Sechs Spiele in elf Tagen: Eisbären vor harten Zeiten

Die Eisbären (hier Ibrahim Weißleder) stehen vor einem Härtetest, müssen sechs Spiele in elf Tagen bestreiten. - Foto: Sudermann

HAMM -   Vor harten Wochen mit einer extremen Belastung stehen jetzt die Eisbären in der Endrunde der Eishockey-Oberliga West. Die Hammer müssen gleich sechs Spiele innerhalb von nur elf Tagen bestreiten. „Das geht an die Substanz“, betont Trainer Milan Vanek, zumal die Mannschaft derzeit einige Ausfälle verkraften muss.

Und die beiden Aufgaben am Wochenende versprechen auch nicht gerade einfach zu werden. Am Freitag treten die Eisbären um 19.30 Uhr bei den Füchsen in Duisburg an, am Sonntag kommt dann um 18.30 Uhr der souveräne Spitzenreiter Frankfurter Löwen an den Maxipark.

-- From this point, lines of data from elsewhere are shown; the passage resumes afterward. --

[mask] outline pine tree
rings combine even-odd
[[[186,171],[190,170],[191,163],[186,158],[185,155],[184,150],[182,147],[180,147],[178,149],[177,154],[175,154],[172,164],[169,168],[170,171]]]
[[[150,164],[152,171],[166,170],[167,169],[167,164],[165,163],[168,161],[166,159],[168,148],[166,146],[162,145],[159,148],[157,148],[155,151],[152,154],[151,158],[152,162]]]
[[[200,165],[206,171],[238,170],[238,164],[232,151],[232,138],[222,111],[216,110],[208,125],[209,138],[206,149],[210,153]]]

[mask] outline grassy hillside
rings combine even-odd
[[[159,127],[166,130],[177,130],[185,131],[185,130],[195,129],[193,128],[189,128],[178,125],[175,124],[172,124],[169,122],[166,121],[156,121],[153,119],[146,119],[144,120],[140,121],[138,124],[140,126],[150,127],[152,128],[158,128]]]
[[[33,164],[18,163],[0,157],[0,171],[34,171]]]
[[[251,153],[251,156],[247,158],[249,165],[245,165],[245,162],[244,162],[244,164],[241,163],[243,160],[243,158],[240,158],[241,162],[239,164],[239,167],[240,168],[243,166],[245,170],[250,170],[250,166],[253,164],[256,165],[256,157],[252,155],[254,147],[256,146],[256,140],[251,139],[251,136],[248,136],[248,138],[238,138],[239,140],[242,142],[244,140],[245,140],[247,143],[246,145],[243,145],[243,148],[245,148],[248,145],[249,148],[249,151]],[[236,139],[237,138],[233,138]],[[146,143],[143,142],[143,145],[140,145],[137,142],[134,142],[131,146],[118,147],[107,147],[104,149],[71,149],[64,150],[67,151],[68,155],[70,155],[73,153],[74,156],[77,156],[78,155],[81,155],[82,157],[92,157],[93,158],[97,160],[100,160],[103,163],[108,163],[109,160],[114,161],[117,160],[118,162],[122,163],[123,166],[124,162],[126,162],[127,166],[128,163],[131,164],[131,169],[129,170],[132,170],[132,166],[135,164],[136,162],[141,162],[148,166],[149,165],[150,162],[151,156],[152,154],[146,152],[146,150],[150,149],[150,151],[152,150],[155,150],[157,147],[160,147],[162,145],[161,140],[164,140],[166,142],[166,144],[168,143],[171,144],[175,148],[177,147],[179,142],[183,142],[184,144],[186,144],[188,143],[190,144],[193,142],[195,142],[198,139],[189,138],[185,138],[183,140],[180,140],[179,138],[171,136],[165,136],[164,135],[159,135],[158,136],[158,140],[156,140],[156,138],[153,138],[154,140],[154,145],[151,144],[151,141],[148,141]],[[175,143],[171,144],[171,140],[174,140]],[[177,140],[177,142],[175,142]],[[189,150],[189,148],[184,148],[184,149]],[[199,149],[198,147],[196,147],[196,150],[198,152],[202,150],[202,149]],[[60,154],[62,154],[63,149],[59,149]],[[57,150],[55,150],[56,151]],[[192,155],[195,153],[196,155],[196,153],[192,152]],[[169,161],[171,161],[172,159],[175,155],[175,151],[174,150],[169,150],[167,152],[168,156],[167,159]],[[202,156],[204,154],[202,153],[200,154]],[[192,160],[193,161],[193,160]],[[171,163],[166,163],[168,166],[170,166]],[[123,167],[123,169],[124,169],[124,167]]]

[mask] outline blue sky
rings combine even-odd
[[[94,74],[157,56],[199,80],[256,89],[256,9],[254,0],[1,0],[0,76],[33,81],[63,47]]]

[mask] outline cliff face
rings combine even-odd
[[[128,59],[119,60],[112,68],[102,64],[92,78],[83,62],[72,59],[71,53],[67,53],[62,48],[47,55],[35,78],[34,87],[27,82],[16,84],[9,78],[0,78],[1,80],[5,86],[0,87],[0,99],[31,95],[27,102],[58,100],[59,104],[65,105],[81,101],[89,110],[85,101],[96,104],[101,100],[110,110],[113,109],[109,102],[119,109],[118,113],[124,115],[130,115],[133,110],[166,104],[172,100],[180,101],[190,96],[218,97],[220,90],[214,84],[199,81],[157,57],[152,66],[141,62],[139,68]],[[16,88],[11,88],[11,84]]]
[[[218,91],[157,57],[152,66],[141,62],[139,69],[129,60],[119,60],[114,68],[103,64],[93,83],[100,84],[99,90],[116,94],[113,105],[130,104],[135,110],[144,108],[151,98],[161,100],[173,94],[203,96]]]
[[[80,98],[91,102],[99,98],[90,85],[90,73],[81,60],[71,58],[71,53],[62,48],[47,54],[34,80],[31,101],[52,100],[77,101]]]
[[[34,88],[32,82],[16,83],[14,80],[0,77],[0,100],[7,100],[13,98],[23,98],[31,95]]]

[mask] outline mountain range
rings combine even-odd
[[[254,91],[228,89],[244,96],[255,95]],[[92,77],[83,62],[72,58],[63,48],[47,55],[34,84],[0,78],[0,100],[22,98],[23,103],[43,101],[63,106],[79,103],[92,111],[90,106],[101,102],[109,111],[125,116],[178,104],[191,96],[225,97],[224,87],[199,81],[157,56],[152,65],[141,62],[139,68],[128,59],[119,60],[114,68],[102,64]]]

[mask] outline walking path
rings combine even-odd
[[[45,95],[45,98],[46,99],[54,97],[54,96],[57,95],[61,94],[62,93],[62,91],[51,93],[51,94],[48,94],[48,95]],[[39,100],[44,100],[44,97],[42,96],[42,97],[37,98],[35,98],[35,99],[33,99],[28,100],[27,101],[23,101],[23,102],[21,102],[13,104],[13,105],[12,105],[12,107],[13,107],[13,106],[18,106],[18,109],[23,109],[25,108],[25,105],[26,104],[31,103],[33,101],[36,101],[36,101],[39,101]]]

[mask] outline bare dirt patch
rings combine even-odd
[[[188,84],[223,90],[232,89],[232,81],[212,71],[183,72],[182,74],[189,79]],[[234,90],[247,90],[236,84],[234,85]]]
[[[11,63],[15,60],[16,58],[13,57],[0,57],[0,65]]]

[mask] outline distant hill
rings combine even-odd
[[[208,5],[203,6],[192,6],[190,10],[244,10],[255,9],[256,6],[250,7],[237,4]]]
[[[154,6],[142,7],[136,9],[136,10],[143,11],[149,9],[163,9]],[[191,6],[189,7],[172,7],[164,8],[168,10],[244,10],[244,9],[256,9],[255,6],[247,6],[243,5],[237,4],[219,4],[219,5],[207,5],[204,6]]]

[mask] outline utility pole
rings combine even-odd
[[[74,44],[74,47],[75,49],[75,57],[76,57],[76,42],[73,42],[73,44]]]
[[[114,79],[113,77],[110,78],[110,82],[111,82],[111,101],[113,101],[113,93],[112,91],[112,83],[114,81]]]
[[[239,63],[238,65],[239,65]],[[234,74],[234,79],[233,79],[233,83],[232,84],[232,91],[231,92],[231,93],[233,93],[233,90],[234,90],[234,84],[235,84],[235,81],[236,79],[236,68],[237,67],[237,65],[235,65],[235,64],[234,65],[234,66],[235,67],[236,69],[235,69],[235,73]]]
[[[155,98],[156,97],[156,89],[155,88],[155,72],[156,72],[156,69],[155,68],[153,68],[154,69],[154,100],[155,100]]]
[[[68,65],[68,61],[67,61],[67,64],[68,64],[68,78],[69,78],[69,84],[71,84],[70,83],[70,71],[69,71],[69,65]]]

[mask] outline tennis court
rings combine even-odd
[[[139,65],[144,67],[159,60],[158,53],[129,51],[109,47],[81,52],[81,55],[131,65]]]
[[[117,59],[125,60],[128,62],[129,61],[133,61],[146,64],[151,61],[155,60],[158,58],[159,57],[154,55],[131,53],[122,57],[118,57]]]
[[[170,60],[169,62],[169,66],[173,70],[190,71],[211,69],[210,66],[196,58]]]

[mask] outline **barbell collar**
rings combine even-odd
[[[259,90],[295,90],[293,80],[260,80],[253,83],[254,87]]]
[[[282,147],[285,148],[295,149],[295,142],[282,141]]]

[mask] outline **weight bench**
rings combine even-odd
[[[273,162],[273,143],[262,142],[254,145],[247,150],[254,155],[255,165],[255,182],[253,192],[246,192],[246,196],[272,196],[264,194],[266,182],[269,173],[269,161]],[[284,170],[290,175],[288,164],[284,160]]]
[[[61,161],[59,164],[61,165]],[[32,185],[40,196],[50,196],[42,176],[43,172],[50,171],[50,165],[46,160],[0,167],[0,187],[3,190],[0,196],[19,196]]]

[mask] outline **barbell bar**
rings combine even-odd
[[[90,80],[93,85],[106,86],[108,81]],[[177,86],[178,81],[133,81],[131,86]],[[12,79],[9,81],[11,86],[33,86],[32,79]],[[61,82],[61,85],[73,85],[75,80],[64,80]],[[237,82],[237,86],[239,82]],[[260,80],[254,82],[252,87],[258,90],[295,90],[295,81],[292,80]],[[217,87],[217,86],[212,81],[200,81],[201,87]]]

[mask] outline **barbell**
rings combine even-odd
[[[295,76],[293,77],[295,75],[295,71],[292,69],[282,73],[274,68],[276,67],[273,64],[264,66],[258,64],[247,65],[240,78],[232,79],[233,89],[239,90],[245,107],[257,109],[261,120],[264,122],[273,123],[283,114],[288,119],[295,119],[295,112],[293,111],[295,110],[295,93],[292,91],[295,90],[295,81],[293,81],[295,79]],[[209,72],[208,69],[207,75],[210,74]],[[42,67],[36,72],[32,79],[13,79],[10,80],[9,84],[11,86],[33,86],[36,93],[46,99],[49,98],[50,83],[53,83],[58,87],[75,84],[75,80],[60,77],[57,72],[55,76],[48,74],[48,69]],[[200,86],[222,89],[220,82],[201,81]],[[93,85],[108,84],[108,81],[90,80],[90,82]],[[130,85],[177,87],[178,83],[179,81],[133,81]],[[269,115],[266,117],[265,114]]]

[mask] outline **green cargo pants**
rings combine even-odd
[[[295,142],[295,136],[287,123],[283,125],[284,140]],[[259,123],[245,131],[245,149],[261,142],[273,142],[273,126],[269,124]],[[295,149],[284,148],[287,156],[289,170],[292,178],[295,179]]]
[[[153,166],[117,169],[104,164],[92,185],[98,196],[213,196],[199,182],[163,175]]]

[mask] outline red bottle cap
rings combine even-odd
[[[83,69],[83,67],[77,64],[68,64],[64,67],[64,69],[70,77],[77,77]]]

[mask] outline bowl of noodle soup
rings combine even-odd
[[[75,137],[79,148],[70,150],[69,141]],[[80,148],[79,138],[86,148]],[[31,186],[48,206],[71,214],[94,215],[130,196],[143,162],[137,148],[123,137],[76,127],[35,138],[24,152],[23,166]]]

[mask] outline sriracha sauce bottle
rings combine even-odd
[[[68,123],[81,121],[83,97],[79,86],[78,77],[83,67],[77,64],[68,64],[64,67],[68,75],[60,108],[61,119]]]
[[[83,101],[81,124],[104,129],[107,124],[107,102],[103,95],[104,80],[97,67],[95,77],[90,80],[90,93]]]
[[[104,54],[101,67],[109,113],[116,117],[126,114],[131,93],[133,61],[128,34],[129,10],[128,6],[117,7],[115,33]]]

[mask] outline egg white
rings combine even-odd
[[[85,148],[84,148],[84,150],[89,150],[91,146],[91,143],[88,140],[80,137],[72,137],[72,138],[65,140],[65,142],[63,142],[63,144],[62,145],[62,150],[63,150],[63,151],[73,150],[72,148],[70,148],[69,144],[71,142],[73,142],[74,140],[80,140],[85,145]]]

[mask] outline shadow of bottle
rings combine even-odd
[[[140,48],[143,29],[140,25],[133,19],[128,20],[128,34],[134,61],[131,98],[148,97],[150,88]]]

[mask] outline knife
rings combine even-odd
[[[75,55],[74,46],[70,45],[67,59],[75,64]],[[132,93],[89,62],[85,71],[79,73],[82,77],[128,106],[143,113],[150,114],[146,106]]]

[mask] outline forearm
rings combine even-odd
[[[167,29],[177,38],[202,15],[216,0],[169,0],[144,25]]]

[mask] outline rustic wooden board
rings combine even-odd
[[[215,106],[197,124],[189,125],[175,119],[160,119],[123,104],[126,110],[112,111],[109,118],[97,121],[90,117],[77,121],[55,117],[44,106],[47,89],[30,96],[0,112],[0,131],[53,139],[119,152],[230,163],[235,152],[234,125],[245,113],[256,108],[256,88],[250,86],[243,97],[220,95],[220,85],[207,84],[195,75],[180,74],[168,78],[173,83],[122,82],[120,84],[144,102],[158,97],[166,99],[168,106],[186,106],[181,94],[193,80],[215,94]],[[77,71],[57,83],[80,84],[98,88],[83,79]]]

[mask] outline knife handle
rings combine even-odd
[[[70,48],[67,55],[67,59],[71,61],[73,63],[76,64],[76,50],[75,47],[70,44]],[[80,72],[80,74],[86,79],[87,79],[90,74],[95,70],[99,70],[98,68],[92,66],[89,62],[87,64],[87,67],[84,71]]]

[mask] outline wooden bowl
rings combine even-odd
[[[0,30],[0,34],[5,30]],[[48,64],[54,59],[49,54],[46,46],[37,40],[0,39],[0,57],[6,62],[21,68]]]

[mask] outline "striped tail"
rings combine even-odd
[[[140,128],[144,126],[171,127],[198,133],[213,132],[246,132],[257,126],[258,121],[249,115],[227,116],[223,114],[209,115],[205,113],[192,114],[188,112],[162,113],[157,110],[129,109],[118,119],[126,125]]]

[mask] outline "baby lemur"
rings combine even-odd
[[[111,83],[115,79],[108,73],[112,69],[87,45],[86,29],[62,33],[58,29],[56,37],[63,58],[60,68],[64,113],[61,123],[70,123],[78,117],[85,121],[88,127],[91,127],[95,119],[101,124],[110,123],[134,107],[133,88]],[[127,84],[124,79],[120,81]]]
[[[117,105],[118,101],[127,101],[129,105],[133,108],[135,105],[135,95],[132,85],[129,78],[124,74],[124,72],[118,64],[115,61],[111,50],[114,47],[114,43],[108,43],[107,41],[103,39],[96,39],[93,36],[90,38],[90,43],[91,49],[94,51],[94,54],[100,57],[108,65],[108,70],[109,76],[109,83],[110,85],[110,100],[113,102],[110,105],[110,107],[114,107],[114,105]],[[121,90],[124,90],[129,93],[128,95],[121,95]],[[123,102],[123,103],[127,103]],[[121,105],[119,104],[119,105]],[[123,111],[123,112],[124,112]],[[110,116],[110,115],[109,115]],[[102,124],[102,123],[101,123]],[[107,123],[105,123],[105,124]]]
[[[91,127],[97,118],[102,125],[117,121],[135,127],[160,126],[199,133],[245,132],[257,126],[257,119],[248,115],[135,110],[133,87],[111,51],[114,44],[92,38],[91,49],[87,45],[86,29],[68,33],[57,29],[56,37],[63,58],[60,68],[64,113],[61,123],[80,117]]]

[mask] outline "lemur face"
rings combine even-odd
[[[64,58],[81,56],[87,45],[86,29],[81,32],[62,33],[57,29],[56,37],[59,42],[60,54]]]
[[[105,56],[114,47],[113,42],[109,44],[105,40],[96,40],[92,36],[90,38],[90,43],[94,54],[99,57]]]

Da kann es für die heimischen Eishockey-Cracks nur darum gehen, gute Ergebnisse zu erzielen. „Nie aufgeben“, lautet die Devise von Coach Vanek, der erneut über erhebliche Personalprobleme klagt. Beim Training am Mittwochabend waren gerade einmal zwölf Akteure seines Kaders auf dem Eis. Neben Lucas Becker und Tim Pietzko fehlten noch Dennis Tausend, der an Grippe erkrankt ist, Michel Maaßen, der derzeit über Adduktorenprobleme klagt. Und Verteidiger Andre Mangold (Rückenbeschwerden). Zudem zog sich Torhüter Christian Wendler eine Knieverletzung zu. „Ich kann nur hoffen, dass einige Spieler bis zum Wochenende wieder fit sind“, meint Vanek. Er setzt darauf, dass zumindest Wendler, Mangold und Maaßen auflaufen können. Zudem wird in Duisburg Neuzugang James Ross sein Debüt im Eisbären-Trikot geben.

Der 25-jährige Verteidiger, der zuletzt in der Oberliga Ost für die Jonsdorfer Falken spielte, hat, so Vanek, im Training einen sehr guten Eindruck hinterlassen. „Er ist ein sehr robuster Verteidiger, der auch einen guten Pass nach vorne spielt. Er wird uns mit Sicherheit helfen“, freut sich der Eisbären-Trainer über die Verstärkung. Vielleicht kann Ross dazu beitragen, dass die Hammer ihre Bilanz gegen die Füchse, gegen die sie erst einen Punkt erkämpften, aufbessern können. Was allerdings auch wieder entscheidend davon abhängen wird, mit welcher Besetzung die Gastgeber auflaufen werden. „Diese Duisburger Mannschaft ist eine Wundertüte“, meint Vanek. „Man weiß nie, welche Akteure mit einer Förderlizenz den Füchsen zur Verfügung stehen.“ Unabhängig davon setzt Vanek darauf, dass sein Team in kämpferischer Hinsicht alles geben wird. „Die Jungs haben immer noch Spaß, werden alles versuchen.“ Zumal am Sonntag im Heimspiel gegen Frankfurt nichts zu holen sein wird. „Die Mannschaft hat die Qualität einer Zweitliga-Truppe und gehört nicht in diese Liga“, betont Vanek. „Für uns kann es also nur darum gehen, mit Hilfe der Fans ein achtbares Ergebnis zu erzielen.“ - P. Sch.